10分に1回はあははと笑って、笑いすぎてお腹が痛くなる。

あと20分で寮に戻らなきゃと思って、明日はここに行こうねと話して、12時間も経たないうちに会えるのに帰るのが惜しくなって、またくだらない話が時間を伸ばしていく。

2人で星野源のファーストアルバムを聞く。

外は異国の世界で、屋根には昨日降った雪がまだ残っている。

東京の夏は夜でもとても暑いから、窓を開けて3人でジンジャーエールを飲みながらぐだぐだして、外からはご機嫌に歌いながら自転車をこぐ人の音が聞こえたのを意味もないのに覚えている。

ナツメと栗を食べる。友達は栗の皮を真っ二つに剝く技術を持っていたから教えてもらったけれど、私は力の入れすぎで実も真っ二つにしてしまった。

お昼ご飯を食べた空港のカフェはソファがあまりに柔らかくて私は吸い込まれて低くなったけれど、友達の座った椅子は高めでアンバランスだった。

じゃあ2カ月後に、と別れて国際線のゲートを通った先でこっちを振り返って私のことを探しているのが見えたから私は一生懸命手を振った。
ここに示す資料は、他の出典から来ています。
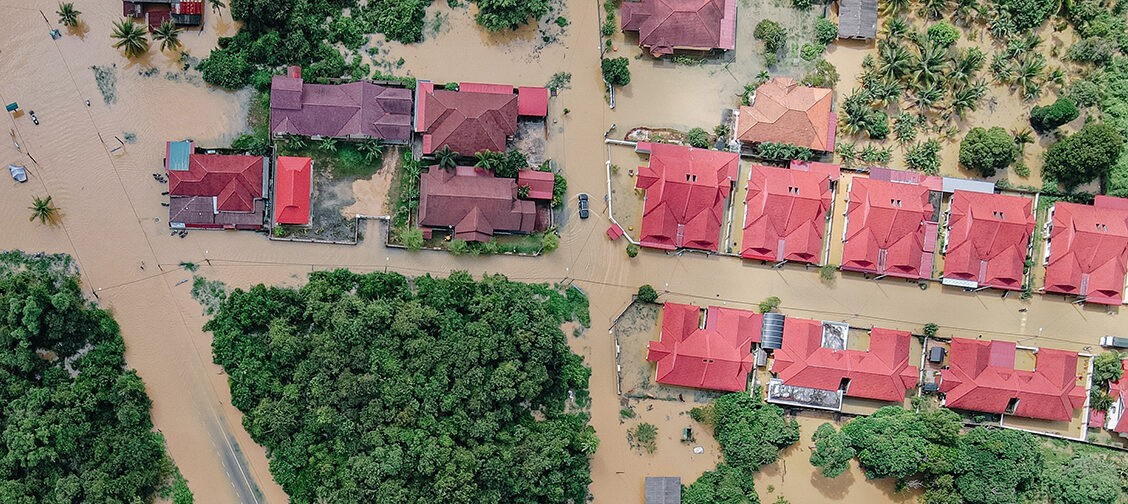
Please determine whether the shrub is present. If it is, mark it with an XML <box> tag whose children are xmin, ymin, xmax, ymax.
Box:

寮に帰るとルームメートがドラえもんを見ていて、「理来が帰ってきた~」と私の顔を両手で挟んだ。日本からのお土産のたこせんべいは残り一枚になっている。

景山公園で友達が私を可愛く撮ってくれた。盛れた写真を渡すと必ずコメントをしてくれる先輩がいるので「今回は自信あります」と添えて写真を送り付ける。

くだらないことばかり覚えている。

そういうことしか話しているのではない、ちょっとは真面目なことも話題になる。

でも結局はおかしすぎて笑ったことが多くて、くだらない話しかしなかったなあと思う。

頑張らないわけでもなくて、大事なことから目を逸らすわけでもなく。

それぞれやらなきゃいけないことがあって、好きだけれど好きだけじゃ乗り越えられないことや、憂鬱になることがある。
そういうのをなんとかしてどうにかするから、せめて大事な人の前ではそれさえも笑って蹴飛ばして、もっとお腹抱えて笑うくらい、でも全く役に立たないくだらないことで時間が流れれば良い。

なんとかしてもどうにか出来なかったときは、美味しいご飯かお菓子を間に挟んでぽつぽつ話すのを聞いてくれたら良い。

くだらないことばかり覚えていて、ぽろっとこぼした悩みもくだらないことで包まれて、餃子みたいな……。へへ。

美味しいもんな。

くだらないことばかりだから、楽しいもんな。

友達と聞いた星野源の曲は、「くだらないの中に」だった。

ちょろい女子大生の川添理来です。